Prof. Dr. Mustafa Öztürk Onuruna TARİH YAZILARI I, Işıl Işık Bostancı Ayşe Gül Hüseyniklioğlu Ayşe Değerli Orhan Kılıç, Editör, Ideal Kitaplar, İstanbul, ss.581-616, 2021
Osmanlı Devleti’nin Adalar Denizi’nde hâkim olma stratejisi, 16. yüzyılın sonlarına gelindiğinde büyük ölçüde tamamlanmış durumdaydı. Osmanlı
sınırlarına katılan adalar bölgesinde ilk egemenlik paylaşımı, Yunanistan’ın
1830 yılında bağımsız olmasıyla yaşandı. Bu paylaşımda Avrupalı büyük
devletlerin müdahalesi belirleyici oldu. 1821 Rum İsyanı’nı destekleyen ve
sonrasında Yunan bağımsızlığını sağlayan antlaşmalara garantör devletler
sıfatıyla imza atan İngiltere, Fransa ve Rusya ile yapılan müzakereler sonucu
Ege’de yeni bir statü oluştu.
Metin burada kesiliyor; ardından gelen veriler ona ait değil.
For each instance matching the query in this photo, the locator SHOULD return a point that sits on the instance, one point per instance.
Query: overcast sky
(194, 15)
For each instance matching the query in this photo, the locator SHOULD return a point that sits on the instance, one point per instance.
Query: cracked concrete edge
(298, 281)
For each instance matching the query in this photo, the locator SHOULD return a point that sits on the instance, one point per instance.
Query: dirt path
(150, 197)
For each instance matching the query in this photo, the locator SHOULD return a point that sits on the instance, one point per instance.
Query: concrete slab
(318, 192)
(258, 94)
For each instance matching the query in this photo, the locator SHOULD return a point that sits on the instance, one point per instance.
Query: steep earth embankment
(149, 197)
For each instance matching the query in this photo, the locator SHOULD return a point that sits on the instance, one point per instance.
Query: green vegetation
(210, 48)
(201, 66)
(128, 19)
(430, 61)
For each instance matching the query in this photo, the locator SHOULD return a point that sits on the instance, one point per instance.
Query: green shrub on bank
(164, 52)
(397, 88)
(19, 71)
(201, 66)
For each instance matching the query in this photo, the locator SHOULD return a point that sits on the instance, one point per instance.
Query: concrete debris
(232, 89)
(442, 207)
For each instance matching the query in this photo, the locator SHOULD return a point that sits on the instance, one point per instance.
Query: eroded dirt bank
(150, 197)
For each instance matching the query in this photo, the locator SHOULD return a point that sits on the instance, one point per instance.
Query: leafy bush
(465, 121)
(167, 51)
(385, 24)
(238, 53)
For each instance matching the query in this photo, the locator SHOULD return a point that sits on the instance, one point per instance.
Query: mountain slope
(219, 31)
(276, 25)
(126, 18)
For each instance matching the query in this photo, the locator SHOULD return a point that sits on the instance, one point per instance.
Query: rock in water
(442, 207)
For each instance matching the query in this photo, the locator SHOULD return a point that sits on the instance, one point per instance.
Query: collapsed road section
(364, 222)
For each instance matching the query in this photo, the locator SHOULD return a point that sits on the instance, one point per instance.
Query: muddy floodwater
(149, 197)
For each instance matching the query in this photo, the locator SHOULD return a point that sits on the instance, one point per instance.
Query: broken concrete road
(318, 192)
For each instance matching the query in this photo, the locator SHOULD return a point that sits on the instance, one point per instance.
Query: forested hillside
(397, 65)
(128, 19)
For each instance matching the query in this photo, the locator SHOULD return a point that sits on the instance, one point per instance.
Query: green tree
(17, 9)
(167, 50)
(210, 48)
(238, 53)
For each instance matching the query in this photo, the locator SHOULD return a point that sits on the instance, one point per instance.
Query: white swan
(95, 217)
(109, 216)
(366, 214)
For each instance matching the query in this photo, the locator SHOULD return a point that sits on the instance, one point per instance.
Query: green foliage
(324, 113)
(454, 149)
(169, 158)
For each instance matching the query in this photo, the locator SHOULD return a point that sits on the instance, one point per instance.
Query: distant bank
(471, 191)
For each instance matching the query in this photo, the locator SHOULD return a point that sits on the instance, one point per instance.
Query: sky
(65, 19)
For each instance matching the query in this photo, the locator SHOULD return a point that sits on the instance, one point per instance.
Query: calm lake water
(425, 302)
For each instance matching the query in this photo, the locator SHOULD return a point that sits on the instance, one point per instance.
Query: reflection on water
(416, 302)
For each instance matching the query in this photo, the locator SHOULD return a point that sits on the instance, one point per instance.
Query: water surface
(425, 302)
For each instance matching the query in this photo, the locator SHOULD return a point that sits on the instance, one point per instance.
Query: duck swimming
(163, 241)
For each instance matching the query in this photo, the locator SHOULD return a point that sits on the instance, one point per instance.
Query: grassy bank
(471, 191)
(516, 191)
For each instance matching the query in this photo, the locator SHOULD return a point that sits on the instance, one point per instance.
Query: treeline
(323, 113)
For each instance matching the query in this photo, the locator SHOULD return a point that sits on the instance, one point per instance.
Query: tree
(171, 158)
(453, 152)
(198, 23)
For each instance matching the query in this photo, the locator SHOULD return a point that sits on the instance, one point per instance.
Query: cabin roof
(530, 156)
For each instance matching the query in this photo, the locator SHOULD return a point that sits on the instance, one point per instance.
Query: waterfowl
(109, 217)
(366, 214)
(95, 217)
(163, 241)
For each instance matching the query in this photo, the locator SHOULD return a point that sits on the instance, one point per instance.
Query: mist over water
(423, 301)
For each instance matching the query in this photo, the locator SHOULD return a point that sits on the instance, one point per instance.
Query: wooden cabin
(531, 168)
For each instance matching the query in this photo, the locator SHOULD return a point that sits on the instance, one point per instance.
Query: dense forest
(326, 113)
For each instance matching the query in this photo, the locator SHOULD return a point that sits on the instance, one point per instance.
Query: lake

Buna göre Kuzey Sporad Adaları grubu Yunanistan’a
bırakıldı. Bunun dışında Anadolu kıyılarındaki Saruhan Adaları grubunda yer
alan Sisam Adası (Samos), Padişah fermanı ve yine üç devletin garantörlüğü
ile eyâlet-i mümtaze yani otonom statüye getirildi (1832). Ege Denizi’nde
geriye kalan bütün adalarda Osmanlı egemenliği devam ediyordu. Adalar
Denizi’ndeki bu son statü, Trablusgarp Savaşı esnasında İtalya’nın Rodos ve
Oniki Ada’yı işgali ile tekrar değişime uğradı (1911-1912). Bu savaş sürerken
bu sefer Balkan Savaşları başladı. Bu savaşta Ege’deki Türk adaları Yunanistan tarafından işgal edildi (1912-1913). Bu peşpeşe işgaller esnasında adalara
dair egemenlik tartışmalarında önemli gündem maddelerinden biri Güney
Sporad Adaları maktu vergisi meselesi oldu.